Latinos are disproportionately affected by Covid-19 in several counties
Latinos and Hispanic people in Clark County, where Las Vegas is located, make up 27 percent of Covid-19 cases, making them the worst-hit population in that area. Around Baltimore, Maryland and Austin, Texas, Latinos also make up a disproportionate number of Covid-19 diagnosis and deaths.
More than half of the United States’ approximately 10.7 million undocumented immigrants are from Latin America and many do not qualify for government pandemic assistance. This may partially explain why the essential workforce is disproportionately made up of Latinx immigrants, who must continue showing up to work and exposing themselves to getting sick.
Belly Mujinga, a UK railway worker, died after someone with Covid-19 spat on her
Belly Mujinga, a UK railway worker, died after someone spat on her and her colleague in London’s Victoria station. The assailant told the workers that he had the novel coronavirus and coughed and spat on them. Immediately after the incident, Mujinga and her colleague asked to work behind a protective barrier but were asked to keep working out on the concourse without personal protective equipment, according to CNN.

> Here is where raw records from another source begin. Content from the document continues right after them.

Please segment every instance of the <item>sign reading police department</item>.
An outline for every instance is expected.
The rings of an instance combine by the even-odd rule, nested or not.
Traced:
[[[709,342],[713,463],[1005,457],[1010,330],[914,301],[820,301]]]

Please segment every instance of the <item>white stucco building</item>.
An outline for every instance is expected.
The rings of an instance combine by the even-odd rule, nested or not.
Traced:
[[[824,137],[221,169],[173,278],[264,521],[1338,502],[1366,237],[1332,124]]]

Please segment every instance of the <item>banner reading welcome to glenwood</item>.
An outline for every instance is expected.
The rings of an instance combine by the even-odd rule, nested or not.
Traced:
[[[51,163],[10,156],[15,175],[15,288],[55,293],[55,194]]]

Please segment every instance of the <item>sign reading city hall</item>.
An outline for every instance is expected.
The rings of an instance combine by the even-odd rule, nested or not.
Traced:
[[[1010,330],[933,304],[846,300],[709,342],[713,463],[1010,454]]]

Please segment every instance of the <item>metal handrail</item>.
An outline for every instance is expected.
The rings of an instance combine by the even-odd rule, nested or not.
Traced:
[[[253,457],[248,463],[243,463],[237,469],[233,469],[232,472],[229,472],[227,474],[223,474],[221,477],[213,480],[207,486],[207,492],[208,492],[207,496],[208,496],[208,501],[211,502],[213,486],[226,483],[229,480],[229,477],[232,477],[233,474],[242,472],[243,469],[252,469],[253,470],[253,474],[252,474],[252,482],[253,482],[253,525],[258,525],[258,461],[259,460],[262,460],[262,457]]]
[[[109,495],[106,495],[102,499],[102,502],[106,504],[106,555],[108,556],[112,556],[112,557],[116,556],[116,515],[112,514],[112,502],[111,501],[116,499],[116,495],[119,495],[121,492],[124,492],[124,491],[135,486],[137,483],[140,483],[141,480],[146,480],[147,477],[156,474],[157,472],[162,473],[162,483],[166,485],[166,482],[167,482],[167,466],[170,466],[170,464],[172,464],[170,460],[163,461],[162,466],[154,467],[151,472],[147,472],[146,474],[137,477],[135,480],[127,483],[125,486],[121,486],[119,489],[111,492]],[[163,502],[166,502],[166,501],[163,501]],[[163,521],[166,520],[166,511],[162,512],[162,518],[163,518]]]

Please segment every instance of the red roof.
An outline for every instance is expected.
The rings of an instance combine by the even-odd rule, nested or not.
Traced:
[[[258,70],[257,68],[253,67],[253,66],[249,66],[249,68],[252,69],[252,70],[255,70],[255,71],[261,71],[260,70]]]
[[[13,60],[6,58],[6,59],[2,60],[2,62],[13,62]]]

Mujinga had underlying conditions and was taken to the hospital on April 2 after she started to develop severe symptoms. She died two days later, on April 5, leaving behind her husband and an 11 year-old daughter.
More LGBTQ People of Color Are Unemployed Because of the Pandemic
A poll by the Human Right Campaign and PSB found that 17 percent of LGBTQ Americans lost their jobs because of Covid-19, compared to 13 percent of the general population. More starkly, 23 percent of the LGBTQ people of color who were surveyed reported being unemployed, compared to 14 percent of their white LGBTQ counterparts.
The national unemployment rate currently stands at around 14 percent.
Aimee Stephens, trans woman at the center of an anti-discrimination Supreme Court case, died of kidney disease
Aimee Stephens, the trans woman who brought an anti-discrimination lawsuit to the Supreme Court case last year, died at 59 of a kidney disease. In the past year, she had become a trailblazer for the trans community after she filed a discrimination lawsuit that could make it illegal for anyone to get fired for being transgender.
In 2013, Stephens was fired from the funeral home where she worked for six years. Shortly before her firing, she has written a letter to her colleagues explaining her transition. Her boss, Thomas Rost, quickly fired her, saying he would not let her come to work in female business attire. Last year, a lower court ruled in Stephens’ favor and the case is pending for the Supreme Court. Her death will not change the status of her case.
Stephens died in her Detroit home in the presence of her wife, Donna Stephens.
South Korea’s is focusing on LGBTQ+ club-goers to trace new coronavirus outbreak
After weeks of few confirmed coronavirus cases, South Korea recently reported a cluster of approximately eighty infections in Seoul. Most new cases were traced back to the city’s Itaewon district, a neighborhood known for its gay nightlife.
The fact that many new infections occurred in LGBTQ spaces has made South Korea’s previously successful method of contact tracing extremely complicated. With a large Christian population, homosexuality in South Korea is still largely taboo and tracing men who were in LGBTQ clubs that night may inadvertently “out” them. Fear of stigma or getting fired from their jobs has likely prevented others from coming forward and admitting that they were potentially exposed.
Meanwhile, Seoul’s mayor Park Won-soon promised that people’s privacy would be protected if they came forward.
“The nation is at risk,” he said.
The country’s bars and clubs have since been ordered to close again.